The diagnosis was confirmed by laparoscopic visualization of cord structures passing through their separate deep inguinal rings, respectively. The left internal inguinal ring was closed but the right deep inguinal ring was open. This underscores the importance of laparoscopic exploration as a diagnostic modality to investigate undescended nonpalpable testes in place of other imaging like magnetic resonance imaging, ultrasonography, and computed tomography [1517] which may describe some of the abnormalities associated with TTE.
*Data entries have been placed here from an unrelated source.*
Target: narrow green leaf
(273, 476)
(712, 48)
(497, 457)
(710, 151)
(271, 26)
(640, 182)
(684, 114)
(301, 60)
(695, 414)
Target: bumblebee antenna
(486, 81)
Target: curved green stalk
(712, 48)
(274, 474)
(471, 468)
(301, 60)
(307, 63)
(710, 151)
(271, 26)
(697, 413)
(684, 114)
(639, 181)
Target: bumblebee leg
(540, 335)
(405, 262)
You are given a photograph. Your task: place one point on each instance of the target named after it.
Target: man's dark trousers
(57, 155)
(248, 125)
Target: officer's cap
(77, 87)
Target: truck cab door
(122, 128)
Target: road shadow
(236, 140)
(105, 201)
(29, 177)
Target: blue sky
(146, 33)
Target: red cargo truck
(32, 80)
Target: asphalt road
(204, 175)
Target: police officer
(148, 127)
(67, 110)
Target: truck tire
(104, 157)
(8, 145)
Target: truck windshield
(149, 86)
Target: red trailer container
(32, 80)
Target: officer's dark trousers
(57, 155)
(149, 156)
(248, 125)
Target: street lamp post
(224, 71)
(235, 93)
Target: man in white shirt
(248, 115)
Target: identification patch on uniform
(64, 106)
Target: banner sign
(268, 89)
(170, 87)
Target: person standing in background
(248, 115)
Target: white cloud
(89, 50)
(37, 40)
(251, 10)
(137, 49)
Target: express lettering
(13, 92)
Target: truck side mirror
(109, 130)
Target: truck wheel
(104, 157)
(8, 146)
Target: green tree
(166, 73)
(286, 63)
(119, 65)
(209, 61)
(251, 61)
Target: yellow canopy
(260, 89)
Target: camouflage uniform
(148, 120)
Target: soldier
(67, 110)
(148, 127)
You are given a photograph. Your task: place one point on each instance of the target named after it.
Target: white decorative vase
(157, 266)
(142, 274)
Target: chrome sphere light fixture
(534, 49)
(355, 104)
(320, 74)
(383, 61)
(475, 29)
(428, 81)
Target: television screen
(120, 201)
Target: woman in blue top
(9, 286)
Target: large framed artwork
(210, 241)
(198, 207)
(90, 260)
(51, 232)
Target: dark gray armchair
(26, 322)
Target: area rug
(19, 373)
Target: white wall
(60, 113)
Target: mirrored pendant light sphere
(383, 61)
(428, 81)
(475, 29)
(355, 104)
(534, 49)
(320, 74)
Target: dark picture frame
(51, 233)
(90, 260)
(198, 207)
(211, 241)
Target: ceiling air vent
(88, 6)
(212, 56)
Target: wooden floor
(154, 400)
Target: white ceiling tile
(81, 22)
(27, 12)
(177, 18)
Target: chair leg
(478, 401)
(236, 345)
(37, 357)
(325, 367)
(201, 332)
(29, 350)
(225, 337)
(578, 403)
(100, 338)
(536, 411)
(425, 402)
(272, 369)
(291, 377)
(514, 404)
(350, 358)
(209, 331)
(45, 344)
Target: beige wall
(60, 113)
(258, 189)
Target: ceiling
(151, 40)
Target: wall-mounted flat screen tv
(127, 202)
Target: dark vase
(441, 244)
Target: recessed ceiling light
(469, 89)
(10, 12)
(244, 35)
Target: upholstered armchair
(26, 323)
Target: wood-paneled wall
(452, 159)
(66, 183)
The management goals are fixation of the testes, search for Müllerian duct remnants, and long-term follow-up for malignancy and fertility [18]. The overall incidence of malignant transformation of gonads is 18% [19]. There is no formal consensus on the management due to the rarity of the pathology and its varied presentation [20]. Nonetheless, algorithms based on extensive dissection of the cord [21] or none at all [22] have been proposed to guide management after intraoperative findings. Still, some authors advocate complete dissection to individualize the testes and spermatic cords with transseptal or extraperitoneal orchidopexy through an inguinal or scrotal approach [18]. Laparoscopic surgery with or without inguinal exploration has been described for management of TTE and associated anomalies in staged or single procedures [23, 24]. We used laparoscopy for diagnosis and then a scrotal approach to explore the left hemiscrotum and successfully placed both testes in separate scrotal compartments through a transseptal orchidopexy. There was no need for an ipsilateral inguinal incision because deep inguinal ring was closed on laparoscopic exploration. The follow-up will be ensured by regular examination of the testis through physical examination and ultrasound.

4. Conclusion

Nonpalpable testis in a child associated with contralateral full scrotum should lead to researching all potential sites of testicular ectopy. Laparoscopy should be privileged in the exploration as it can identify the paths of the different cords and avoid additional dissection. A new classification and consensus in the management of transverse testicular ectopy could be considered with regard to the variant form presented. In early or late presentation, a follow-up is warranted in terms of testicular size, functional status, and malignant transformation.

Informed consent was obtained from the patient’s guardian for publication of this case report.

Conflicts of Interest

The authors declare that there is no conflict of interest regarding the publication of this article.

Acknowledgments

We would like to acknowledge Dr He Guo Lin, from the Chinese Medical Team in the Yaounde Gynaeco-Obstetric and Paediatric Hospital, who participated in the laparoscopic exploration.